# Biblical Hebrew: מוסר שלומנו



## seitt

Greetings,

The King James version translates מוסר שלומנו as “the chastisement of our peace”. And it seems to be quite close to the original Hebrew.

But why should our שלום be chastised (disciplined/punished)? Surely it should rather be us or our sins who are chastised. What is the exact relationship between מוסר and שלום?

For your reference:
http://biblos.com/isaiah/53-5.htm
Isaiah 53:5 Hebrew Study Bible (Apostolic / Interlinear)
וְהוּא֙ מְחֹלָ֣ל מִפְּשָׁעֵ֔נוּ מְדֻכָּ֖א מֵעֲוֹנֹתֵ֑ינוּ מוּסַ֤ר שְׁלֹומֵ֙נוּ֙ עָלָ֔יו וּבַחֲבֻרָתֹ֖ו נִרְפָּא־ לָֽנוּ׃  

All the best, and many thanks,

Simon


----------



## origumi

That's the whole point in this "God's Slave Song". It starts in 52:13 and continues to 53:12. The price that the slave pays for our sins is repeated again and again. Therefore no wonder that for Christians the God's Slave is their Messiah, Jesus.

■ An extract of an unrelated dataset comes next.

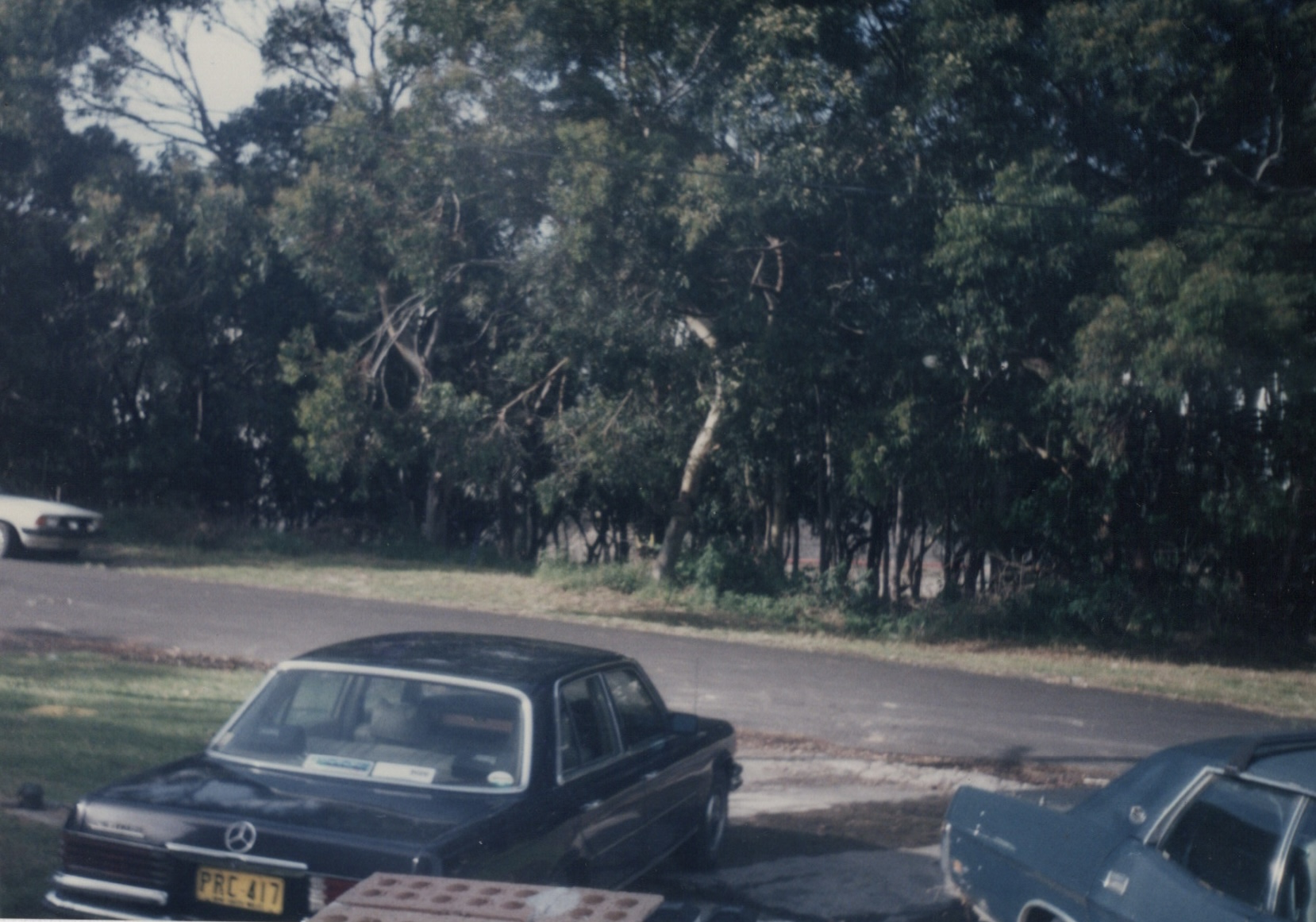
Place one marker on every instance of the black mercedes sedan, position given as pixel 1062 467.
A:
pixel 434 754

Clear Hebrew explanation here: http://www.mikra-ahuvia.co.il/index2.php?id=287&lang=HEB&catId=14

מוסר musar is of root יסר - to suffer. Compare to Jeremiah 30:14 כי מכת אויב הכיתיך מוסר אכזרי.


----------



## seitt

Many thanks.

I think I might be beginning to see – is it the idea of ‘chastisement FOR our peace’, ‘chastisement FOR THE SAKE OF our peace’?


----------



## origumi

Literally: the suffering / chastisement / price of our peace (= that is being paid for our peace) is on him (= on his expense).


----------



## Ali Smith

Doesn't מוּסָר literally mean 'discipline/education' or 'warning'? It's the participle from hof'al ס-ר-ר, isn't it?


----------



## JAN SHAR

I think musar means ethics, morals, principles.


----------



## Ali Smith

JAN SHAR said:


> I think musar means ethics, morals, principles.

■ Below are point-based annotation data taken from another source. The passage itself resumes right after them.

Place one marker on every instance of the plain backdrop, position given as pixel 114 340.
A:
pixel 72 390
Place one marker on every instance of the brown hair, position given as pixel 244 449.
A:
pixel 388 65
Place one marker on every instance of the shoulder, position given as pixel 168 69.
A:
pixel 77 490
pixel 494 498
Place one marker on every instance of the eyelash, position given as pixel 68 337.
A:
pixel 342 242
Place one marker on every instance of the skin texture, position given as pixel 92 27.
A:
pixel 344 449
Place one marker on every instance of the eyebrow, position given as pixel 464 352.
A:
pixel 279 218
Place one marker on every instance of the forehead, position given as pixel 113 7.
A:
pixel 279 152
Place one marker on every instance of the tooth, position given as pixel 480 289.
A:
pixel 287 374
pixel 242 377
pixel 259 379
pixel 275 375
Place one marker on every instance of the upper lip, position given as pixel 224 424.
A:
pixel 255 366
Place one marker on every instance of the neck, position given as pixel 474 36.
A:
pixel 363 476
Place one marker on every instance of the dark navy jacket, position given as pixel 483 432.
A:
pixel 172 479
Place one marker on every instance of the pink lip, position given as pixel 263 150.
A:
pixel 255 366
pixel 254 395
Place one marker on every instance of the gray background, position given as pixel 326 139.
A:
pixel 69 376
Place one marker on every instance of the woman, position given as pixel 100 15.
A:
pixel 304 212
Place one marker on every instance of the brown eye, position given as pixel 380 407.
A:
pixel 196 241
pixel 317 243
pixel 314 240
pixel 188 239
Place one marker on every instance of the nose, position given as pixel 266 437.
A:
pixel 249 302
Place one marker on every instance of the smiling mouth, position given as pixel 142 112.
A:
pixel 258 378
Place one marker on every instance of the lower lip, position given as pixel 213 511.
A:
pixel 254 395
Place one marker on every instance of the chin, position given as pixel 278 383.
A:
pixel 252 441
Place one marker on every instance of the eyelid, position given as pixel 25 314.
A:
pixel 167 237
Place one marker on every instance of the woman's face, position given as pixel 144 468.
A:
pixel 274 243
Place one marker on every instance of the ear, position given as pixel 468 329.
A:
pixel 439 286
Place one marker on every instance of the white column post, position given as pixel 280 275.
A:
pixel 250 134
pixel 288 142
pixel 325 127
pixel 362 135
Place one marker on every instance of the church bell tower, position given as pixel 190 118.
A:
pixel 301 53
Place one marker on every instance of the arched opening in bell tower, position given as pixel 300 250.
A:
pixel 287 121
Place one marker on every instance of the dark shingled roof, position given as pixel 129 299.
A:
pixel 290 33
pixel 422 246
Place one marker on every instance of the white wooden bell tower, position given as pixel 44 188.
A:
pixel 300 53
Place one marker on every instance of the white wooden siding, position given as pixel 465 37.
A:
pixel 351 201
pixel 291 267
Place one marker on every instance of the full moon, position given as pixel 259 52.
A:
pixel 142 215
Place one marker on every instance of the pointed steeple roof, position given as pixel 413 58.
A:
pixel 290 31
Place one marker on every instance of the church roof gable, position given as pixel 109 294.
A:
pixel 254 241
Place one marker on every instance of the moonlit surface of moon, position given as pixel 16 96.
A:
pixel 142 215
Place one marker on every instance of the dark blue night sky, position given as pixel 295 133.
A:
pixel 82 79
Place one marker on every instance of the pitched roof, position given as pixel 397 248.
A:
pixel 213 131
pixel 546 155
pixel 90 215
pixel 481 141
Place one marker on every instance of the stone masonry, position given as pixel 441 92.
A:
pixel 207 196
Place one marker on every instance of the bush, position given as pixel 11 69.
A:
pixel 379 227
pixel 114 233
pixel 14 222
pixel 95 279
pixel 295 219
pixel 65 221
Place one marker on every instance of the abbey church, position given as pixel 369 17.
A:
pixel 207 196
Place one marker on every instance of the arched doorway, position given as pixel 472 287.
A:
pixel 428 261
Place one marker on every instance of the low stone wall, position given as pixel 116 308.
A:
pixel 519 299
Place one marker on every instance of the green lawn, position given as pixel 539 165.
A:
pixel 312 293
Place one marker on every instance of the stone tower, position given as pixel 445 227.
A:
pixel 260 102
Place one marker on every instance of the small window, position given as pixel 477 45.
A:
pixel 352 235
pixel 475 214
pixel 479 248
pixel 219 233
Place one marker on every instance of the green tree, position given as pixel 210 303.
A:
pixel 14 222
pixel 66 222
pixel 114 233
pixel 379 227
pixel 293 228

Yes, in _modern _Hebrew it does.


----------



## JAN SHAR

If the root really is geminate, then we would expect compensatory lengthening, wouldn't we? The root is more likely ס-ו-ר.


----------



## Drink

Which syllable of which word would you expect to be lengthened that isn't?


----------